Scammers targeting pension schemes and their members have a range of tactics at their disposal, including identity fraud, “opportunistic fraud” — such as where people claim the benefits of deceased relatives — and “internal fraud” arising from pensions administration, it continued.
The guidance cited research estimating the cost of pension fraud to be £6.2bn every year.
Pension schemes and other organisations should ask “investigative questions” focused on three areas, it stated.
“The legal and regulatory landscape: does the organisation understand the different types of fraud? Is it aware of any emerging threats and ready to react? Has it sought the relevant legal, regulatory and cyber advice?”
“Understanding your organisation’s vulnerability to fraud: does the organisation and its suppliers understand the vulnerabilities of systems and beneficiaries in respect of fraud, and the extent of risk and potential cost?”
“Ensuring your organisation is resilient to fraud: what potential for fraud exists, and how can the risk this poses be reduced to an acceptable level?”

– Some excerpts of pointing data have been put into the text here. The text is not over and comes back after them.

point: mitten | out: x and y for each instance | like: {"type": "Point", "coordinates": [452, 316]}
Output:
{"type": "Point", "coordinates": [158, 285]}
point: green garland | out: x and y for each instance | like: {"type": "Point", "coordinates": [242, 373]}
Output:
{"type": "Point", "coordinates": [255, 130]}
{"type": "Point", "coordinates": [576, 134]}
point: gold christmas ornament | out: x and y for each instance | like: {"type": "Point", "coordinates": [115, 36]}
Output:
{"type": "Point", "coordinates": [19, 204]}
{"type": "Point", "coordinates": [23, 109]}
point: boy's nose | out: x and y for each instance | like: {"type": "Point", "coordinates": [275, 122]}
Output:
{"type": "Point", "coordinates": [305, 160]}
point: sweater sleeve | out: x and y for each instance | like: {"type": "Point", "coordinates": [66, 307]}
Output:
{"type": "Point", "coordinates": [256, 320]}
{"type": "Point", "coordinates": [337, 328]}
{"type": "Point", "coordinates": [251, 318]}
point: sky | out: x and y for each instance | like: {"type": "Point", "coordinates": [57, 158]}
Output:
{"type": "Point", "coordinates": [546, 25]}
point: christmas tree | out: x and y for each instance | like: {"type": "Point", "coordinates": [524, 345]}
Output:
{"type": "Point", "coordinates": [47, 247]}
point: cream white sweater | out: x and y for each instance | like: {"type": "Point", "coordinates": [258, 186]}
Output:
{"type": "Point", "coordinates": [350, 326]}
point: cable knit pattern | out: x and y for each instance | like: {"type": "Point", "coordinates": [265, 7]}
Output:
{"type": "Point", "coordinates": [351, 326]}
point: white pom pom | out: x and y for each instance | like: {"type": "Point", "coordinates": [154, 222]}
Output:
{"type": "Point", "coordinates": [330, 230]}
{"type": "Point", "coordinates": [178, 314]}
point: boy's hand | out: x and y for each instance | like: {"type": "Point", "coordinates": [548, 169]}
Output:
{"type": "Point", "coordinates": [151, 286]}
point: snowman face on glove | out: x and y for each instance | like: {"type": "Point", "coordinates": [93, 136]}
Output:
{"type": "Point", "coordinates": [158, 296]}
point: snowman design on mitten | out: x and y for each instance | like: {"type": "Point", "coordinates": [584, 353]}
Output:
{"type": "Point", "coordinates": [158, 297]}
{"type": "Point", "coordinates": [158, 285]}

Schemes should ensure they have good governance, risk assessment and mitigation processes in place, while keeping data secure and ensuring that they, and any third-party administrators, have a good working knowledge of the types of fraud that can take place and of measures to prevent them.
Kim Gubler, PASA chair, said: “As a sector we have significant amounts of money being paid and invested every day, but the level of protection in place is much less than provided to the average bank account.
“It’s no wonder the momentum around pension fraud has been growing exponentially. This is an issue we need to tackle head on if we are to maintain control of the situation and to stay one step ahead of ever more sophisticated deception. I urge the industry to read our guidance and take swift action.”
Jim Gee, partner and national head of forensic services at Crowe, added: “Fraud is a pernicious problem. Along with the serious financial damage pension fraud can do to an individual or member, the resulting bigger picture is an undermining of confidence in pensions administration and an eroding of trust in our industry.
“This guidance has been created to provide an understanding of the range and potential for fraud, and a common language about what needs to be done,” he continued.
“The PASA Fraud and Cybercrime Working Group intends [that] the guidance will be regularly updated to match the speed of evolution of the phenomenon of fraud itself.”